[파이썬] requests-html robots.txt 준수하기

robot

Welcome to another tech blog post where we will learn about how to comply with the robots.txt file using the requests-html library in Python. The robots.txt file plays a crucial role in informing web crawlers about which parts of a website they are allowed to access. To respect the guidelines set by a website’s administrators, it is important for web scraping bots to comply with the rules defined in the robots.txt file.

What is robots.txt?

The robots.txt file is a text file placed at the root directory of a website that specifies the rules for web crawlers or robots. It is used to control the behavior of web crawlers, informing them which pages or directories are allowed or disallowed for crawling, and setting other directives such as crawl delays.

Why comply with robots.txt?

Respecting the rules outlined in the robots.txt file is not only an ethical practice, but it also ensures the smooth functioning of web scraping activities. Failing to comply with the rules may lead to penalties, IP blocking, or legal consequences.

Using requests-html library for robots.txt compliance

To comply with the robots.txt rules, we can use the requests-html library in Python. This library provides a simple and intuitive way to make HTTP requests and parse the response HTML. It also allows us to respect the robots.txt file by checking the permissions before making any requests.

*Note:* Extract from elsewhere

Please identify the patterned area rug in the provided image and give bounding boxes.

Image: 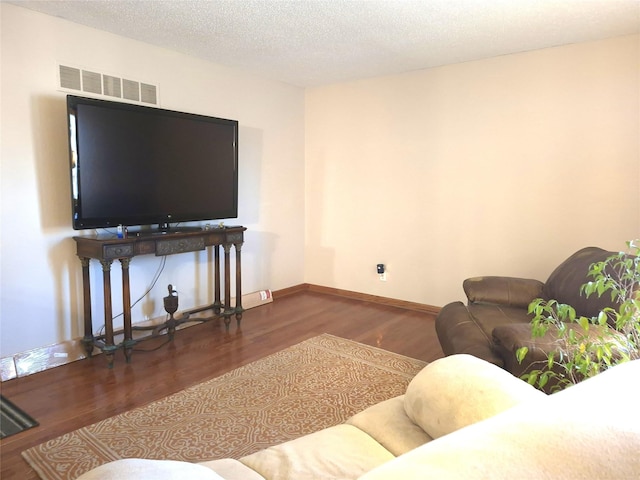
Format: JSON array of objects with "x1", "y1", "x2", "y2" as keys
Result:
[{"x1": 23, "y1": 334, "x2": 426, "y2": 480}]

Here’s an example of how to extract information from a webpage while respecting the robots.txt rules:

from requests_html import HTMLSession

session = HTMLSession()

def is_allowed(url):
    rules_url = url + "/robots.txt"
    response = session.get(rules_url)
    
    if response.status_code == 404:
        return True
    
    rules = response.text.lower()
    user_agent = "my-web-scraper"

    if "user-agent: *" in rules:
        rules_agent = rules.split("user-agent: *")[1]

        if user_agent in rules_agent:
            disallowed_paths = [x[11:] for x in rules_agent.split("\n") if x.startswith("disallow:")]
            
            for path in disallowed_paths:
                if url.endswith(path.strip()) or url.endswith('/' + path.strip()):
                    return False
    
    return True

if is_allowed("https://www.example.com"):
    page = session.get("https://www.example.com/some-page.html")
    
    # Process the HTML page
    # ...

In the above code, we first define a function is_allowed(url) that checks whether the given URL is allowed to be scraped based on the rules defined in the robots.txt file. If the URL is allowed, we make an HTTP request using the session.get() function and proceed with processing the HTML page.

The function checks the robots.txt file by appending “/robots.txt” to the URL and retrieves its contents. If the file is not found (404 status code), we consider it as allowed. If the file is found, we parse its contents and check if our user_agent is allowed to access the given URL path. We also check for any disallowed paths and ensure our URL doesn’t match any of them to maintain compliance.

By using this approach, we can ensure our web scraping activities are aligned with the rules set by website administrators.

Conclusion

In this blog post, we learned about complying with the robots.txt rules using the requests-html library in Python. It is essential to respect these rules to maintain good ethical practices and avoid any penalties or legal consequences. By incorporating the code provided, you can easily implement this compliance mechanism in your web scraping projects.

Remember, web scraping should always be done responsibly, within the bounds of the website’s terms and conditions, and in compliance with applicable laws and regulations.